En 2017, la facture mensuelle moyenne pour Hydro Ottawa était de 95,43$ selon la Commission de l’énergie de l’Ontario.
En 2017, la facture mensuelle moyenne pour Hydro Ottawa était de 95,43$ selon la Commission de l’énergie de l’Ontario.

Chemin sinueux vers l’unification des tarifs d'électricité à Ottawa 

Une situation «complètement inéquitable» sévit depuis plusieurs années dans la capitale fédérale, selon le conseiller d’Orléans, Matthew Luloff. Des gens qui habitent sur la même rue paient des tarifs d’électricité différents depuis la création d’Hydro Ottawa au début du nouveau millénaire.

«Ç’a plein de bon sens d’avoir une seule grille tarifaire pour toute la ville, soutient de son côté M. Luloff. Peu importe où tu sois en ville, en ce moment, c’est le même taux de taxes immobilières et pour la facture d’eau. Ça devrait être la même chose pour l’électricité.»

Le conseiller d’Orléans reconnaît que la différence entre les deux factures n’est pas énorme, mais par souci d’équité, il aimerait tout de même que tous les résidents de la capitale fédérale soient desservis par Hydro Ottawa, une société privée qui appartient à la municipalité.

Temporairement en raison de la COVID-19, le problème ne se pose pas puisqu’un décret du gouvernement ontarien a fixé les tarifs à 12,8 sous le kilowattheure pour l’ensemble des fournisseurs d’électricité.

En 2017 par contre [dernière année de référence disponible], la facture mensuelle moyenne pour Hydro Ottawa était de 95,43 $, selon la Commission de l’énergie de l’Ontario.

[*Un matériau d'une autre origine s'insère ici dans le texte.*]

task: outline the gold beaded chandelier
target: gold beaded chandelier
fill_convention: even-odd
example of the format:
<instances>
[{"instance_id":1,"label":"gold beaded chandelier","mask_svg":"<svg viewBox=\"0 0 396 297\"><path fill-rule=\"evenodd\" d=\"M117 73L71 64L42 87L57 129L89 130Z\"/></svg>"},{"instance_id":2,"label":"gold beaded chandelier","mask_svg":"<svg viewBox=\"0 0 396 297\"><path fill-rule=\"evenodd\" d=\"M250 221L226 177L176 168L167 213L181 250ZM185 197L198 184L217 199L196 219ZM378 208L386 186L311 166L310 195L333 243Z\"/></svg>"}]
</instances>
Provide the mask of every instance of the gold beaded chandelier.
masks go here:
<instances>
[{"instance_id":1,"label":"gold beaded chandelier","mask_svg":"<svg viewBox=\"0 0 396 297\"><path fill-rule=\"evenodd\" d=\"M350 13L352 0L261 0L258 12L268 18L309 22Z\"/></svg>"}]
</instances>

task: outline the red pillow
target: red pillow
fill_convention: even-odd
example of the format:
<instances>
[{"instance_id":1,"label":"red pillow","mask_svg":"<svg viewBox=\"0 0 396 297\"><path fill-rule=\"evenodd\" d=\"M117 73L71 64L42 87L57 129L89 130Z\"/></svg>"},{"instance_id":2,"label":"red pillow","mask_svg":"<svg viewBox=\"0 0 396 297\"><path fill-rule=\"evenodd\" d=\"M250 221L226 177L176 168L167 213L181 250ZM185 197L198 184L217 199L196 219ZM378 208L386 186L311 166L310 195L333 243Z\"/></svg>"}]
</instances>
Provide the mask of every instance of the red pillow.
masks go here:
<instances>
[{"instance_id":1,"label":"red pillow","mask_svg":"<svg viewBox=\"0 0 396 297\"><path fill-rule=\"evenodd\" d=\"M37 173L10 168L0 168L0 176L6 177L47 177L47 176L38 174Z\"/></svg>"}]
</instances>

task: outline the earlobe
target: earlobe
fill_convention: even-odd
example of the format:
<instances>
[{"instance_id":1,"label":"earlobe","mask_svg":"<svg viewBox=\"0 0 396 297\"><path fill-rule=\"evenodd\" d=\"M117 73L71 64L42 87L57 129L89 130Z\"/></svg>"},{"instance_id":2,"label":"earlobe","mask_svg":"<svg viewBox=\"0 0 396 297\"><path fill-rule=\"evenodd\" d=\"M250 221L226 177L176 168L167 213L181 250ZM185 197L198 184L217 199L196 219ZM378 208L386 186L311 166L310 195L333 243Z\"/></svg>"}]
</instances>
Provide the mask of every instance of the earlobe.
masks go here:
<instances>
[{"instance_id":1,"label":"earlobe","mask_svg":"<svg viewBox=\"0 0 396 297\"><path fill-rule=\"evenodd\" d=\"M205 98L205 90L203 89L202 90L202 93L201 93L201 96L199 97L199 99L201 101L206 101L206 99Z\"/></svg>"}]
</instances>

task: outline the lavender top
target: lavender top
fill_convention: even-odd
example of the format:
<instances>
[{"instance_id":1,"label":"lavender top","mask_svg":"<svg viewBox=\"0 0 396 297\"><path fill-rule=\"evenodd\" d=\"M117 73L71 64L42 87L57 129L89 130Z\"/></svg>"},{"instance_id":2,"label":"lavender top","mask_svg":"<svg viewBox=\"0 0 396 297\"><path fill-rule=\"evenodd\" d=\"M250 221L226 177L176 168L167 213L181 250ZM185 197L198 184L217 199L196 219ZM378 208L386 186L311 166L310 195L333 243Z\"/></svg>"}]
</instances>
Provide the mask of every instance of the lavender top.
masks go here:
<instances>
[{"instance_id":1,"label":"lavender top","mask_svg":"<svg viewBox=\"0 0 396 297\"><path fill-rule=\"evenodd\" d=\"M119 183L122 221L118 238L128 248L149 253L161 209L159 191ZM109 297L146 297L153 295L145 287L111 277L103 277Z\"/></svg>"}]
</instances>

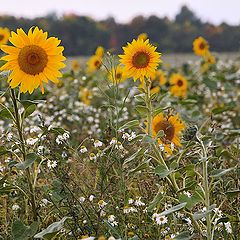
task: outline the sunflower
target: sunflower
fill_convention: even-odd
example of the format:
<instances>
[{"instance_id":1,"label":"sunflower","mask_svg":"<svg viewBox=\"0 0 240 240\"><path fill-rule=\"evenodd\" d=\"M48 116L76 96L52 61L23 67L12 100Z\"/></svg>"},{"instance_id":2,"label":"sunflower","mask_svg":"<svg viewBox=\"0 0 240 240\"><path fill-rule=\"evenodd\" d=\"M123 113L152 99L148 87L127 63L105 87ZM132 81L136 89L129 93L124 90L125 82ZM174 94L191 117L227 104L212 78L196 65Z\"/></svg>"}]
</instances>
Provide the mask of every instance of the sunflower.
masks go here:
<instances>
[{"instance_id":1,"label":"sunflower","mask_svg":"<svg viewBox=\"0 0 240 240\"><path fill-rule=\"evenodd\" d=\"M204 56L208 49L208 42L203 37L198 37L193 41L193 51L196 55Z\"/></svg>"},{"instance_id":2,"label":"sunflower","mask_svg":"<svg viewBox=\"0 0 240 240\"><path fill-rule=\"evenodd\" d=\"M124 71L128 77L134 80L150 78L156 71L160 60L160 53L156 52L156 47L149 43L149 40L133 40L123 47L124 54L119 55L120 62L124 65Z\"/></svg>"},{"instance_id":3,"label":"sunflower","mask_svg":"<svg viewBox=\"0 0 240 240\"><path fill-rule=\"evenodd\" d=\"M10 31L8 28L1 28L0 27L0 46L2 44L6 44L10 37Z\"/></svg>"},{"instance_id":4,"label":"sunflower","mask_svg":"<svg viewBox=\"0 0 240 240\"><path fill-rule=\"evenodd\" d=\"M90 105L92 99L92 92L87 88L80 88L79 97L84 104Z\"/></svg>"},{"instance_id":5,"label":"sunflower","mask_svg":"<svg viewBox=\"0 0 240 240\"><path fill-rule=\"evenodd\" d=\"M158 143L163 145L164 150L169 154L172 153L172 146L181 146L180 136L185 128L185 124L178 114L172 115L170 113L165 116L160 113L153 118L152 122L153 137L158 138L160 130L164 132L164 136L158 138Z\"/></svg>"},{"instance_id":6,"label":"sunflower","mask_svg":"<svg viewBox=\"0 0 240 240\"><path fill-rule=\"evenodd\" d=\"M7 63L0 70L11 71L8 78L11 88L20 85L20 92L31 94L40 86L44 93L43 83L59 82L58 78L62 77L59 70L65 67L64 48L58 46L60 40L47 35L38 27L30 28L28 34L20 28L17 33L11 32L9 38L14 46L1 46L8 55L1 58Z\"/></svg>"},{"instance_id":7,"label":"sunflower","mask_svg":"<svg viewBox=\"0 0 240 240\"><path fill-rule=\"evenodd\" d=\"M80 64L77 60L72 61L72 70L77 72L80 69Z\"/></svg>"},{"instance_id":8,"label":"sunflower","mask_svg":"<svg viewBox=\"0 0 240 240\"><path fill-rule=\"evenodd\" d=\"M112 83L122 83L127 79L127 76L125 75L123 71L123 66L118 65L116 68L113 68L112 71L108 74L108 79Z\"/></svg>"},{"instance_id":9,"label":"sunflower","mask_svg":"<svg viewBox=\"0 0 240 240\"><path fill-rule=\"evenodd\" d=\"M99 56L99 57L103 57L104 55L104 48L101 46L98 46L96 51L95 51L95 55Z\"/></svg>"},{"instance_id":10,"label":"sunflower","mask_svg":"<svg viewBox=\"0 0 240 240\"><path fill-rule=\"evenodd\" d=\"M215 56L210 52L207 52L206 55L203 58L204 58L205 62L208 63L208 64L215 64L216 63Z\"/></svg>"},{"instance_id":11,"label":"sunflower","mask_svg":"<svg viewBox=\"0 0 240 240\"><path fill-rule=\"evenodd\" d=\"M140 34L138 35L138 39L142 39L143 41L146 41L147 38L148 38L147 33L140 33Z\"/></svg>"},{"instance_id":12,"label":"sunflower","mask_svg":"<svg viewBox=\"0 0 240 240\"><path fill-rule=\"evenodd\" d=\"M208 52L204 57L204 62L201 65L201 73L205 73L209 68L216 63L216 58L210 52Z\"/></svg>"},{"instance_id":13,"label":"sunflower","mask_svg":"<svg viewBox=\"0 0 240 240\"><path fill-rule=\"evenodd\" d=\"M173 73L169 80L170 92L176 97L186 97L188 82L187 79L179 73Z\"/></svg>"},{"instance_id":14,"label":"sunflower","mask_svg":"<svg viewBox=\"0 0 240 240\"><path fill-rule=\"evenodd\" d=\"M160 86L165 85L165 83L167 82L166 75L162 70L156 71L155 81L158 81Z\"/></svg>"}]
</instances>

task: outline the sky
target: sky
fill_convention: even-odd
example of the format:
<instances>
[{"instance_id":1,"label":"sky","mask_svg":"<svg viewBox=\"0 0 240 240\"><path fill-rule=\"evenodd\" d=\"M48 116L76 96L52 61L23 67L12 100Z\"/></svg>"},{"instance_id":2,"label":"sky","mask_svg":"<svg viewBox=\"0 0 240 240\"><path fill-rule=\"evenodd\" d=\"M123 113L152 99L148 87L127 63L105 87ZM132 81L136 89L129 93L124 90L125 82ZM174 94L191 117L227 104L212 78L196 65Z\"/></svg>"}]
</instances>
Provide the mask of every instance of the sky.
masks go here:
<instances>
[{"instance_id":1,"label":"sky","mask_svg":"<svg viewBox=\"0 0 240 240\"><path fill-rule=\"evenodd\" d=\"M112 16L126 23L136 15L174 18L186 4L204 21L240 24L240 0L0 0L0 15L44 16L56 12L88 15L102 20Z\"/></svg>"}]
</instances>

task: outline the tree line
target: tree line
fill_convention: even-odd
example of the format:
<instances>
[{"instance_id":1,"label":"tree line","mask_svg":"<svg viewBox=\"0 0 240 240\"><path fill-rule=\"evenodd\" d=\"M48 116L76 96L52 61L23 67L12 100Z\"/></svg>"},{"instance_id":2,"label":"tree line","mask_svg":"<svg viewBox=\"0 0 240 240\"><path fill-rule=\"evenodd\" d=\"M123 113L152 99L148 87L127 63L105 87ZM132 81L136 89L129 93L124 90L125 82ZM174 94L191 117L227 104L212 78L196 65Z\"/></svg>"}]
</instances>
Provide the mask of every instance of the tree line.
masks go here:
<instances>
[{"instance_id":1,"label":"tree line","mask_svg":"<svg viewBox=\"0 0 240 240\"><path fill-rule=\"evenodd\" d=\"M214 25L203 22L187 6L183 6L174 20L158 16L136 16L127 24L117 23L110 17L96 21L87 16L66 14L57 17L48 14L34 19L0 16L0 26L16 30L25 30L39 26L57 36L65 46L65 55L91 55L98 45L115 53L127 41L136 38L140 33L147 33L151 42L164 52L191 52L192 42L198 36L206 38L212 51L234 52L240 49L240 25L221 23Z\"/></svg>"}]
</instances>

Pour Hydro One, cette moyenne allait de 101,78 $ en milieu urbain à 109,43 $ dans les secteurs à faible densité de population.

«C’est une situation qui n’a pas beaucoup de sens, renchérit le député provincial d’Orléans, Stephen Blais. Même Place d’Orléans se trouve à avoir deux fournisseurs de service différents.»

Le centre commercial se trouve effectivement sur la frontière entre les zones desservies par Hydro One et Hydro Ottawa. Des citoyens paient également des tarifs différents que ceux de leur voisin d’en face sur la rue Juniper à Orléans, sur le chemin Maple Grove et la promenade Huntmar de Kanata, par exemple.

M. Blais souligne qu’en ce moment, son attention et celle des autres élus à Queen’s Park est principalement portée vers la crise sanitaire causée par le nouveau coronavirus. Une fois que cette situation sera résorbée, il entend toutefois faire partie de la solution pour unifier les tarifs d’électricité partout sur le territoire de la Ville Ottawa.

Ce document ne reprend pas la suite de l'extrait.